Data Architecture Trends Part 1; How to Improve Data Quality
Improve the Quality of Your Data by Observing It Every Step of the Way
--
Poor Data Quality (DQ) is a nightmare for organisations, leading to many failed projects and the loss of millions in revenue.
In the development of the Modern Data Stack, there has been a clear use case for improving DQ by removing the onus on the humans involved. Introducing Data Observability, a concept of observing the health of the data, borrowed from application observability from the Software Engineering world.
In this first part, deep dive into Data Architecture trends, we will focus on improving Data Quality using Data Observability measures.
Let's go!
So — What Is Data Observability?
Observe your data's health as it flows through various layers of your architecture.
Data Quality can be divided into two main categories, technical and functional checks. Technical checks usually include how up-to-date the data is. i.e. did the last job run?; is the table schema still the same? i.e. did someone randomly add a column and break the flow?; does the table have all the records? i.e. did random records get dropped in the pipeline?

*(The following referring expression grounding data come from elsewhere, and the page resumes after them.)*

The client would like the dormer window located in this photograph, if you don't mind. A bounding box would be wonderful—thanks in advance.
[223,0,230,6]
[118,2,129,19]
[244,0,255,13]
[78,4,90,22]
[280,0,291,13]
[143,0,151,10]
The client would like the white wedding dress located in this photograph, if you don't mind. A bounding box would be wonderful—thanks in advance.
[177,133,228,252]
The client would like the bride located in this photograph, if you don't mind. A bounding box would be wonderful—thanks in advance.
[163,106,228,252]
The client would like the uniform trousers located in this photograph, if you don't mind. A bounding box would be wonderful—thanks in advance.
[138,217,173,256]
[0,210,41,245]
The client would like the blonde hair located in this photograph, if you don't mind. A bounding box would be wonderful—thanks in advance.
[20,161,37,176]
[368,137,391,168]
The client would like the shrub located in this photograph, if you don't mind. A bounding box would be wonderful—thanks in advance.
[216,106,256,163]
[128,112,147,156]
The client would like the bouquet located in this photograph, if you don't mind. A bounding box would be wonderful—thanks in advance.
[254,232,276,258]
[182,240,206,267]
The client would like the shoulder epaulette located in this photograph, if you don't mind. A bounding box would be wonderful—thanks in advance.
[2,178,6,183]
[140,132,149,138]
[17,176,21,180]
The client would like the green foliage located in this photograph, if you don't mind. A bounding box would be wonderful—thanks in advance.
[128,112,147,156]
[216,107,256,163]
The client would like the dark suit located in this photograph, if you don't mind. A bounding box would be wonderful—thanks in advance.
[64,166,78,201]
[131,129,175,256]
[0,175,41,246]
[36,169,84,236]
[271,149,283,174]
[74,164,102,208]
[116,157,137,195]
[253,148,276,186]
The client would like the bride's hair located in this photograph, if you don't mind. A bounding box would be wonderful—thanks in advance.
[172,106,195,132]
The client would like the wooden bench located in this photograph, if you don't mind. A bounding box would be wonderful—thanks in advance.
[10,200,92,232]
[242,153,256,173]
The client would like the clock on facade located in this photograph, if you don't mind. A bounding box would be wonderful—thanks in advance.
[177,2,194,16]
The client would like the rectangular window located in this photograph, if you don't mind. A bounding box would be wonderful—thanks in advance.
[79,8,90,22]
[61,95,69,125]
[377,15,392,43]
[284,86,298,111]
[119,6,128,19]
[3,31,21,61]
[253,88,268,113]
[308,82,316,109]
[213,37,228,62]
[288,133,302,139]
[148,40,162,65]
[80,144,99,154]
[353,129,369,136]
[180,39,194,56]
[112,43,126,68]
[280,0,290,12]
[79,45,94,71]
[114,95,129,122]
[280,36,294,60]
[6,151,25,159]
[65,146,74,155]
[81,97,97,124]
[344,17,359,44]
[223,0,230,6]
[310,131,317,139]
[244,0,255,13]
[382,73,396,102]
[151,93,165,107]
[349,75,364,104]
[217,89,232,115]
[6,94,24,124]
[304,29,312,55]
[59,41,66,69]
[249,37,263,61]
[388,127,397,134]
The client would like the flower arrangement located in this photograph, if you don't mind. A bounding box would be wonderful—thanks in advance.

Functional checks, on the other hand, are whether the data is accurate for the specific use case, i.e. if a customer was supposed to have an active status, they do have one; if a customer is no longer trading with us, we should have no billing information generated etc.
Carrying out functional checks requires business domain knowledge and usually what gets translated into DQ rules. However, technical checks are more implicit in the general data ecosystem. For example, if you have a data pipeline, you will likely include some audit columns confirming the records received from the source and records loaded in the target.
Data Observability is those technical DQ checks spread across your architecture, from data capture to transfer to storage and consumption.
Ok — Why Is It Hyped?
Data Quality has been a known and under-invested problem.